We do not limit how many records can be created and managed per domain (zone). Create as many as you need without restrictions from our infrastructure. This gives you the freedom to implement detailed DNS setups that include numerous subdomains, service records for APIs, verification strings for third-party services, failover configurations, and specialized email routing rules all within the same zone file.

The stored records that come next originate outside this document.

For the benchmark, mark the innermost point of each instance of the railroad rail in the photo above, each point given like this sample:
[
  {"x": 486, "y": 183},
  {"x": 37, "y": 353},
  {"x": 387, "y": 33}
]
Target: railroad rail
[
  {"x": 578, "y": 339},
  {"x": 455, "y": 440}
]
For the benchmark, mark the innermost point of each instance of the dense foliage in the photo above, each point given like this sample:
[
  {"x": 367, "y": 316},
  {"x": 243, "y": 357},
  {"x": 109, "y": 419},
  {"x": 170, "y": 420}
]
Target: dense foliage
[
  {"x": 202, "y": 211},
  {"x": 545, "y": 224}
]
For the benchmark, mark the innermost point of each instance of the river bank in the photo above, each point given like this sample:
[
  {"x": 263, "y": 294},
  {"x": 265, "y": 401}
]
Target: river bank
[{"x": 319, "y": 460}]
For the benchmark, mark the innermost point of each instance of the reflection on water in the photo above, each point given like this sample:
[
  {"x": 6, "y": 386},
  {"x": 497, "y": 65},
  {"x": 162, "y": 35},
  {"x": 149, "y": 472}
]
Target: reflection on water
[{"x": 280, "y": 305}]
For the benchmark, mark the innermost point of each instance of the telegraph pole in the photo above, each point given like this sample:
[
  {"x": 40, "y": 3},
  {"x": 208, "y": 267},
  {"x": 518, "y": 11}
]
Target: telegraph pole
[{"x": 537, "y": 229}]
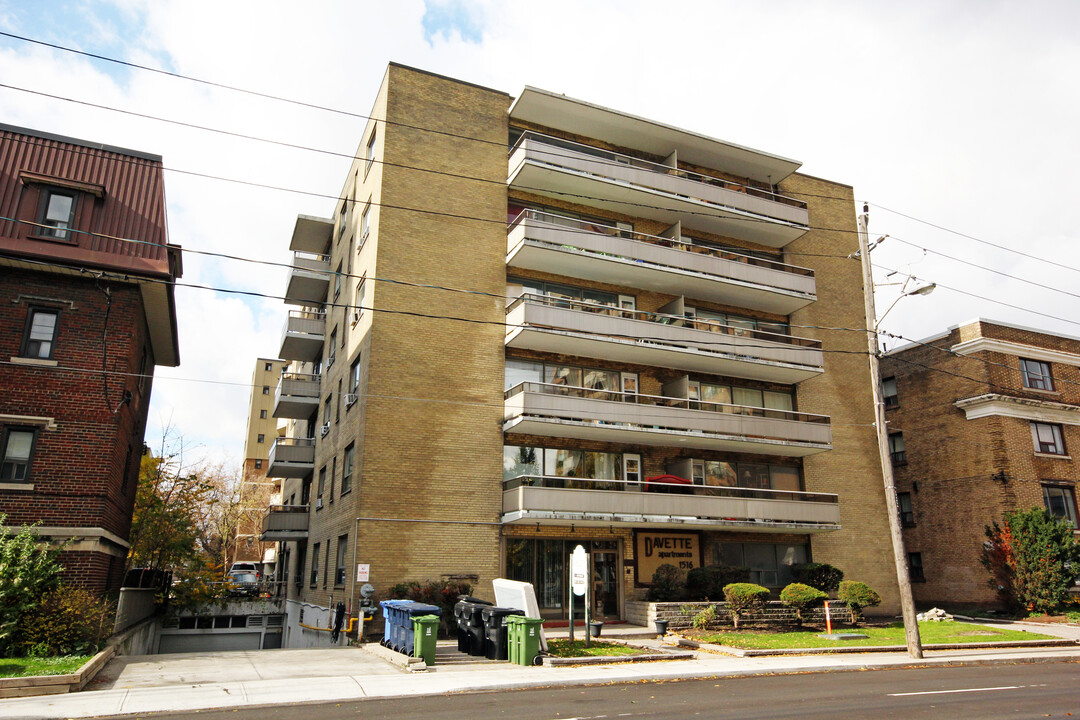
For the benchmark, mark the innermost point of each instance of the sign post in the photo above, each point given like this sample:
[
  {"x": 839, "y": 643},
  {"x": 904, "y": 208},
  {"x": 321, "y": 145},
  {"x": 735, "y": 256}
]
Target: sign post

Unlimited records per zone supports agile infrastructure management. As your application scales, you can add new records for microservices, multiple A records for load balancing, or numerous TXT records for various email authentication methods without hesitation. This removes the need to delete old records to stay under a quota or split configurations across extra domains.

#DNS Zone Fundamentals

A DNS zone is an administrative segment of the Domain Name System. It contains a collection of resource records that define how queries for the domain and its subdomains should be handled. The zone file begins with an SOA record that includes the primary nameserver, the responsible person's email address, serial number, and timing parameters for zone transfers and caching. Subsequent records provide the actual mappings. Because there are no artificial limits on the number of additional records, you can treat the zone as a complete directory of all network resources associated with the domain.

#Common Record Types

  • A and AAAA Records: Map hostnames to IPv4 or IPv6 addresses. These are essential for directing web traffic and other IP-based services to the correct servers.
  • MX Records: Specify mail servers responsible for accepting email. Multiple MX records with different priority values enable failover and load distribution.
  • TXT Records: Store arbitrary text strings. Primarily used for SPF policies to prevent email spoofing, DKIM keys for authentication, and domain verification challenges.
  • CNAME Records: Create aliases so one name points to another. Commonly used to map www to the apex domain or to reference external services without hard-coding IPs.
  • NS Records: Identify the authoritative nameservers for the zone. These must be consistent with the delegation set at your domain registrar.

#Example DNS Zone File

Zone files follow a standardized text format. The example below demonstrates a functional configuration with multiple record types. Adjust values to match your IPs, mail servers, and verification tokens. When editing through a control panel, equivalent records are usually added via form fields rather than raw text.

ini
$ORIGIN example.com.
$TTL 3600

@ IN SOA ns1.example.com. admin.example.com. (
    2024010101 ; serial
    7200       ; refresh
    3600       ; retry
    1209600    ; expire
    3600       ; minimum
)

@ IN NS ns1.example.com.
@ IN NS ns2.example.com.

@ IN A 192.0.2.1
www IN A 192.0.2.1
mail IN MX 10 mail.example.com.
@ IN TXT "v=spf1 include:_spf.google.com ~all"
api IN CNAME api-endpoint.example.net.

#Best Practices and Common Pitfalls

Even without record limits, thoughtful DNS management improves reliability and performance. Use the minimum TTL necessary for your change frequency. Group related records under logical subdomains. Monitor query logs to identify heavily used records. Keep the zone file clean by removing stale entries that point to decommissioned services. Test every change with command-line tools such as dig or nslookup before considering the update complete.

  • Always increment the SOA serial number when manually editing zone files so secondary nameservers detect the update.
  • Avoid placing a CNAME record at the zone apex, as it conflicts with other record types required there.
  • Ensure SPF TXT records do not exceed the maximum number of DNS lookups to prevent delivery problems.
  • Double-check fully qualified names end with a trailing dot in zone files; omission can cause incorrect name appending.

#Practical Takeaway

The absence of restrictions on DNS record counts empowers you to design precisely the internet presence your applications demand. Start with the minimum records required for basic operation and expand the zone as requirements grow. Keep zones organized, documented, and regularly audited. Consult the control panel DNS editor documentation or open a support request when implementing advanced configurations involving multiple record types or custom TTL strategies.